Durante la 89 Convención Bancaria, Lezama presumió de esta millonaria inversión que promete traer más empleos como si fuera la salvadora de Quintana Roo. ¿Qué tal si primero se enfoca en resolver los problemas que ya tiene el estado?
Con una boca llena de promesas y cifras, la mandataria se veía más contenta que niño con juguete nuevo al hablar de los beneficios y crecimiento que este proyecto traerá. ¿Será que se puede confiar en estas buenas nuevas?
Ya saben cómo es esto: promesas de empleos, crecimiento y competitividad, pero al final siempre queda la duda de quién se va a beneficiar realmente. ¿Será el pueblo o los de siempre?
Para no variar, la gobernadora mencionó agradecimientos para todos y prometió estímulos fiscales y un marco regulatorio «transparente» que supuestamente fomentará la inversión y la innovación. ¿Será que realmente pensó en el beneficio de todos?

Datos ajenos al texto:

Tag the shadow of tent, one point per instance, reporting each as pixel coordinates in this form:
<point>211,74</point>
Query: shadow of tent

Claro, no podía faltar el agradecimiento al Gobierno Federal y el cumplido al Plan México. Pero a ver, ¿qué tal si primero garantiza la inclusión financiera de las mujeres antes de tirar tanta pólvora al aire?
La señora Lezama se puso poética hablando de crecimiento y justicia social, como si se tratara de un cuento de hadas. ¿Por qué no mejor se pone a trabajar en mejorar las condiciones reales de la gente de Quintana Roo?
En fin, otro anuncio grandilocuente que promete mucho pero que estamos a la espera de ver si de verdad se cumple o si solo quedará en buenas intenciones. ¿Crees que esta vez sea diferente?